We have to examine our data in terms of the experience in our entire environment—just like the social platforms we sneer at/envy. The creative affects the ads/the ads effect the creative. #Meetup
— AdMonsters (@AdMonsters) September 18, 2019
Katie Spagnuolo, Associate Director, Media Strategy & Distribution, TripAdvisor
Do you have to worry about the creepiness factor in data-driven creative? Oh yes—it’s a balance between personalized vs stalking. A/B testing can be extremely helpful in drawing that line. #Meetup @CeltraMobile
— AdMonsters (@AdMonsters) September 18, 2019
As the Associate Director, Media Strategy & Distribution at TripAdvisor, Katie is tasked with managing and further developing their platform monetization fueled by data. She’s looking at leveraging first-party data, creating audience extensions to target users even when they’re offsite, and most important, making sure creative is relevant.
“Travel planning is complex,” she said, “There are multiple touchpoints. We want to make sure we’re engaging users in their travel planning by following their consumer journey.” For TripAdvisor it’s about providing that extra value to clients with dynamic creative that pulls in data and personalizes messaging. Advertisers rely on the trust the brand has built amongst their audience and then leverages their voice when it comes to creative. “We look at how we can take what’s core to TripAdvisor like ratings and reviews and incorporate those elements into their messages so that its authentic to their brand,” she explained.

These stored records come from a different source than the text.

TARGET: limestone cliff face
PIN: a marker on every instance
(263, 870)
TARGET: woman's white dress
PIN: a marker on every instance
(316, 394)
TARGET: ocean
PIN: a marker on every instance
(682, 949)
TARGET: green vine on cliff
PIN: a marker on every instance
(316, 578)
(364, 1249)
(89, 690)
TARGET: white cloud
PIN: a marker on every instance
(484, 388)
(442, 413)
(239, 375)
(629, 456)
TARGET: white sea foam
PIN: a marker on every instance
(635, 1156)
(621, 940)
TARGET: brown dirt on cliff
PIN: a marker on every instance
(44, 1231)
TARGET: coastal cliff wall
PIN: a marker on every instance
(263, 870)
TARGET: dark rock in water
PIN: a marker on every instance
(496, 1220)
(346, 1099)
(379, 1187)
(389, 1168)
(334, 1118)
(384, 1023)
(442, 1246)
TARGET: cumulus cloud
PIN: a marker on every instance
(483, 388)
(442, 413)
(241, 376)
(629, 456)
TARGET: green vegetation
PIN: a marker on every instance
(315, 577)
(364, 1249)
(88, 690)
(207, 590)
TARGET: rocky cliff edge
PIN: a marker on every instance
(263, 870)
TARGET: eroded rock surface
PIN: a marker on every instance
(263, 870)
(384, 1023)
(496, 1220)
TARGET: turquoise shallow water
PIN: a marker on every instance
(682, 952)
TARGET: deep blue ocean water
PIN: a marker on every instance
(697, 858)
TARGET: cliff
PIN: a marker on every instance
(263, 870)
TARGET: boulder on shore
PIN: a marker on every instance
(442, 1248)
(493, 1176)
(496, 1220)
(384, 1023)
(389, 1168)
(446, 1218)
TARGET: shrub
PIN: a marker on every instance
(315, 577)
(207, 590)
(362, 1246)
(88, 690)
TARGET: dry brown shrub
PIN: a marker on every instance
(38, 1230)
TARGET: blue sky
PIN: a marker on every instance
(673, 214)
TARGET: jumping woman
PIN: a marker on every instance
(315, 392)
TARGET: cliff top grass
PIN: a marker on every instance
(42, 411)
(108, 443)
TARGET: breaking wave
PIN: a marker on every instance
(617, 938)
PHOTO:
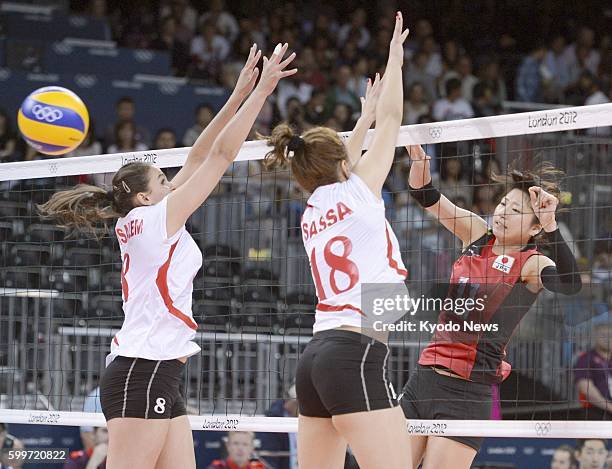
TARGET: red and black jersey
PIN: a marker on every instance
(473, 344)
(229, 464)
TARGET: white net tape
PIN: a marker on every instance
(564, 119)
(524, 123)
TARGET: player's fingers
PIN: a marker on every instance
(398, 25)
(256, 58)
(252, 51)
(287, 61)
(279, 52)
(288, 73)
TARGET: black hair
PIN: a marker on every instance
(451, 85)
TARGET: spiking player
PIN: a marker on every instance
(502, 266)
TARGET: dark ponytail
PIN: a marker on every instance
(314, 157)
(279, 141)
(544, 175)
(84, 207)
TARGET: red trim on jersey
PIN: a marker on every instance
(162, 285)
(324, 308)
(392, 262)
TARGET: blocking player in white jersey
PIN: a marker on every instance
(342, 382)
(139, 392)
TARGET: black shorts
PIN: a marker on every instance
(428, 395)
(342, 372)
(145, 389)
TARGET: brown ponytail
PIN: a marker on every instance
(314, 158)
(84, 207)
(544, 175)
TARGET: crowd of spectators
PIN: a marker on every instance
(450, 73)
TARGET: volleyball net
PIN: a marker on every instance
(60, 298)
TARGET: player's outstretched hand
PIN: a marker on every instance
(368, 103)
(274, 69)
(396, 47)
(416, 153)
(249, 73)
(544, 206)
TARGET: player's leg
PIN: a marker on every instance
(134, 442)
(444, 452)
(417, 448)
(178, 448)
(377, 438)
(408, 399)
(320, 446)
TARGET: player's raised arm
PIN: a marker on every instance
(202, 146)
(376, 163)
(354, 144)
(189, 196)
(466, 225)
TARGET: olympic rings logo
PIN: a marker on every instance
(46, 113)
(435, 132)
(542, 428)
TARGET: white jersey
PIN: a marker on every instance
(348, 242)
(157, 284)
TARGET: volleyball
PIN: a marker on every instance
(53, 120)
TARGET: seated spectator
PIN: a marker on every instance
(223, 20)
(340, 91)
(168, 40)
(280, 449)
(92, 458)
(468, 80)
(343, 115)
(563, 458)
(602, 268)
(592, 372)
(7, 139)
(529, 80)
(309, 69)
(490, 74)
(125, 110)
(556, 62)
(165, 139)
(315, 108)
(208, 51)
(416, 105)
(204, 114)
(484, 103)
(582, 53)
(357, 26)
(417, 73)
(125, 139)
(454, 106)
(434, 59)
(591, 453)
(295, 115)
(452, 180)
(8, 442)
(239, 447)
(292, 87)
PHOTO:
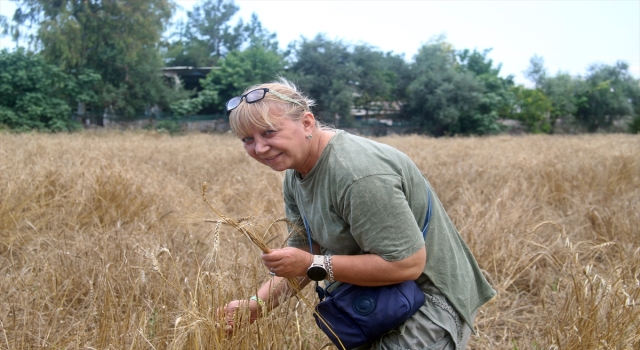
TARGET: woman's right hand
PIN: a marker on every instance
(229, 313)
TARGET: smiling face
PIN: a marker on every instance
(284, 145)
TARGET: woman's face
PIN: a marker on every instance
(283, 147)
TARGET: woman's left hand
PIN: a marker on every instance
(288, 262)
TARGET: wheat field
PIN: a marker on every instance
(106, 243)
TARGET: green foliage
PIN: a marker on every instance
(374, 79)
(34, 95)
(532, 107)
(115, 40)
(236, 72)
(322, 69)
(608, 95)
(208, 35)
(450, 97)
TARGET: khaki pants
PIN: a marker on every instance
(435, 326)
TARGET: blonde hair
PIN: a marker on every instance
(265, 113)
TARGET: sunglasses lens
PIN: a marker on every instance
(255, 95)
(233, 103)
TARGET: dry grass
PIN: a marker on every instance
(104, 241)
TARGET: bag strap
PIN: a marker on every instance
(320, 290)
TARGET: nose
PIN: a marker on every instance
(261, 146)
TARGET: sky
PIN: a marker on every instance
(569, 35)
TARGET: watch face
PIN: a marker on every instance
(316, 273)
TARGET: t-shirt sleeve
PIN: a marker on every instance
(381, 220)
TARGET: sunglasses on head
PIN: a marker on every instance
(255, 96)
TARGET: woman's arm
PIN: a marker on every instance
(364, 270)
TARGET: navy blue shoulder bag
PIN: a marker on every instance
(352, 316)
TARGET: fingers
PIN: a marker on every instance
(287, 262)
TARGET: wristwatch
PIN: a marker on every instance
(317, 271)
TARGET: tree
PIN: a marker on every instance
(323, 68)
(608, 95)
(532, 107)
(236, 72)
(375, 78)
(497, 95)
(561, 91)
(35, 95)
(445, 98)
(117, 40)
(207, 35)
(536, 71)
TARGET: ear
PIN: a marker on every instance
(308, 122)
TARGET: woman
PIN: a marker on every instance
(365, 204)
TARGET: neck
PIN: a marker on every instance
(319, 142)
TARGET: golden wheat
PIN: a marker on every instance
(104, 239)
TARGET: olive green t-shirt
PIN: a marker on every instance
(366, 197)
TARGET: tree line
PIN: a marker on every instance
(107, 55)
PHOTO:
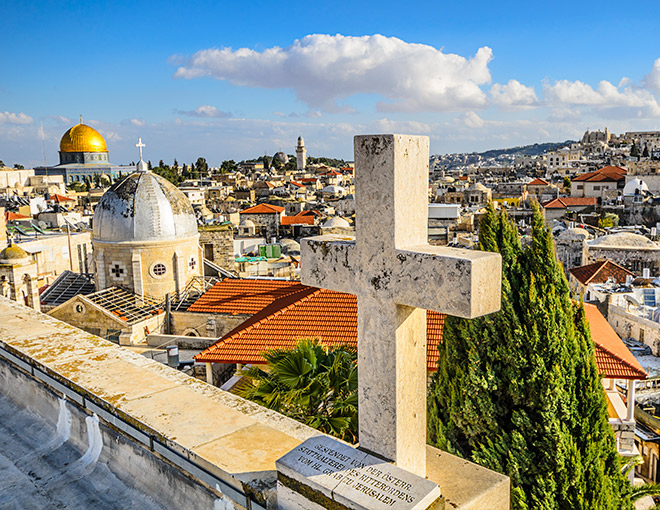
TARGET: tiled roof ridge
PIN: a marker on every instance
(272, 310)
(620, 359)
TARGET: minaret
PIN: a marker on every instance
(301, 154)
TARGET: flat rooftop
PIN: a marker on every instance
(39, 471)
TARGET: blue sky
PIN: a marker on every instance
(231, 80)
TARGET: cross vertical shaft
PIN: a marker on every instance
(397, 276)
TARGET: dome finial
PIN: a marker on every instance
(141, 166)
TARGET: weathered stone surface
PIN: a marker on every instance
(397, 275)
(324, 470)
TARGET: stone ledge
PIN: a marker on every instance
(234, 439)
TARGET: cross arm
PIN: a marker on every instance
(329, 262)
(464, 283)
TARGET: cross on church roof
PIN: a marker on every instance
(140, 145)
(397, 276)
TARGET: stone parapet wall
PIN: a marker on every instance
(214, 444)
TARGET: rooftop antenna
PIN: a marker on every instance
(43, 146)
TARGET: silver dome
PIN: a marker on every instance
(143, 207)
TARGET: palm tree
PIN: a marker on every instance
(311, 383)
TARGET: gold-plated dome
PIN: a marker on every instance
(82, 138)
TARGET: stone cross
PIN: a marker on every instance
(140, 145)
(397, 276)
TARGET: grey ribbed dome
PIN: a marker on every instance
(143, 207)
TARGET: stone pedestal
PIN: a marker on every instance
(325, 473)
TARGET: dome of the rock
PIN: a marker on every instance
(82, 138)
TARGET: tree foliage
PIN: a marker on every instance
(518, 391)
(312, 383)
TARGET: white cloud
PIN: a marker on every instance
(15, 118)
(205, 111)
(472, 120)
(652, 80)
(514, 95)
(605, 96)
(324, 70)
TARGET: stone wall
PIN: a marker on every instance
(204, 324)
(628, 325)
(218, 242)
(181, 440)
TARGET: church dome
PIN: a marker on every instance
(336, 222)
(82, 138)
(143, 207)
(13, 255)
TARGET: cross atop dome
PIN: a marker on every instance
(141, 166)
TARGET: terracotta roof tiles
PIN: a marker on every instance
(613, 358)
(243, 297)
(311, 313)
(263, 209)
(565, 202)
(600, 272)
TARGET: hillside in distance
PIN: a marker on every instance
(493, 157)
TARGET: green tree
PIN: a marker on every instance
(518, 391)
(314, 384)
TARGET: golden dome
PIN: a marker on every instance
(82, 138)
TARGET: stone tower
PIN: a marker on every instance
(301, 154)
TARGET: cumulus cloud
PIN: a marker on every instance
(15, 118)
(206, 111)
(472, 120)
(605, 96)
(324, 70)
(652, 80)
(514, 95)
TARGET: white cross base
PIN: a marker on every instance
(397, 276)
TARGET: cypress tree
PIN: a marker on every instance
(518, 391)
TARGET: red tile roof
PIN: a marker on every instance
(9, 216)
(243, 297)
(600, 272)
(539, 182)
(613, 358)
(565, 202)
(311, 313)
(61, 198)
(608, 173)
(263, 209)
(285, 312)
(297, 220)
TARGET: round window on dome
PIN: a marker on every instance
(158, 270)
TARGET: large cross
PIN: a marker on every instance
(397, 276)
(140, 145)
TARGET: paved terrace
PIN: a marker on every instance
(163, 439)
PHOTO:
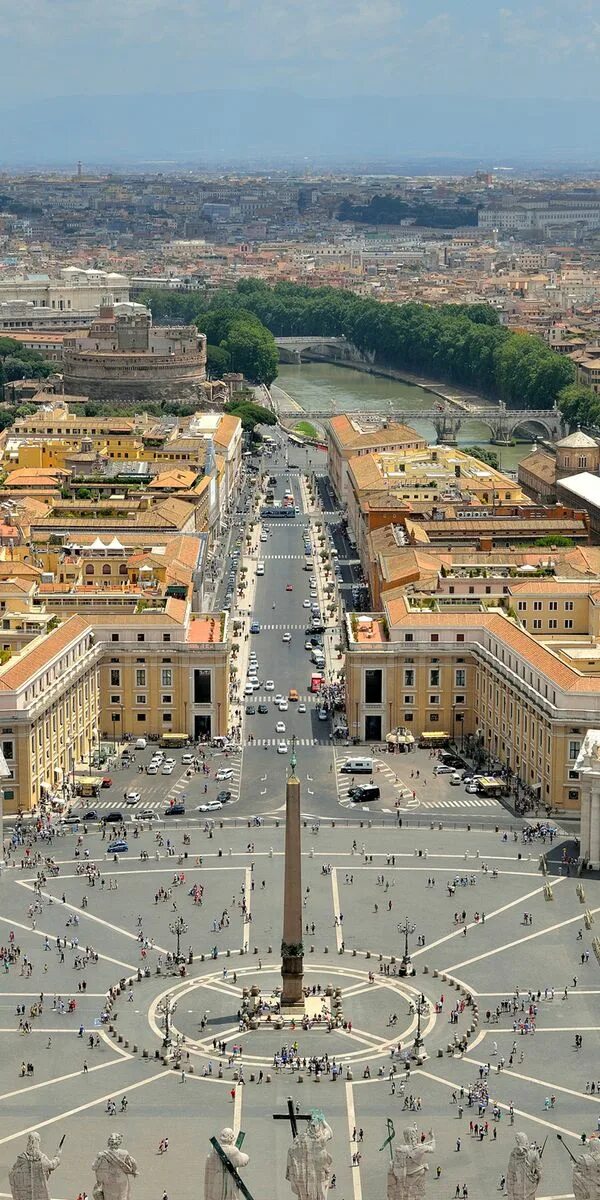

When it comes to workflows and processes, TripAdvisor has a Core Experiences Team that works across the organization to ensure that everyone isn’t working in silos. A program will have a consistent pre-sale, KPIs will be known, and creative needs will be holistically met. The processes are streamlined to provide triggers across the journey of the program from pre-sale to flight to post.
Ron Duque, Senior Director, Revenue Operations, GroundTruth
“It’s not about creative that’s in your face—it’s about personalization and relevant to context.”
— AdMonsters (@AdMonsters) September 18, 2019
Ron Duque and GroundTruth fuel a lot of what makes weather app WeatherBug work. Everything about the app (and by extension advertising in-app) has to be relevant to location and weather. Location is a very important ingredient in the creative process.
Latency is a big challenge for mobile in-app advertising. “We were at 9 seconds, then we got it down to 4 seconds, now we need to get it down to half of that. We needed to find the technology and partners who could help us reduce latency and better service consumers so they don’t get pissed off,” he said. It’s hard to find that in the header space with a rich media company who can help you accelerate your tech and offerings.
The company has a consumer-first philosophy and Ron and his team are even willing to pushback on sales. “We’re being very strategic in what we show people. It can’t be intrusive. We have to think like them and ask ourselves, ‘Is this something I want to see?’
Interesting question about whether publisher (particularly ad tech team) can get more involved in the storytelling element of creative—where do the performance metrics fit? @AdMonsters @CeltraMobile #meetup
— Gavin Dunaway (@AdMonsterGavin) September 18, 2019
All three speakers talked extensively about how important it was to have a creative management partner that works seamlessly with you like Celtra to provide effective and efficient cross-channel creative workflows, powered by data and analytics, as well as the ability to deliver dynamic creative, at scale across the entire media plan, in real-time and connect creative to media, measurement and data infrastructure to bring about adops simplification and value enhancement of the tech stack.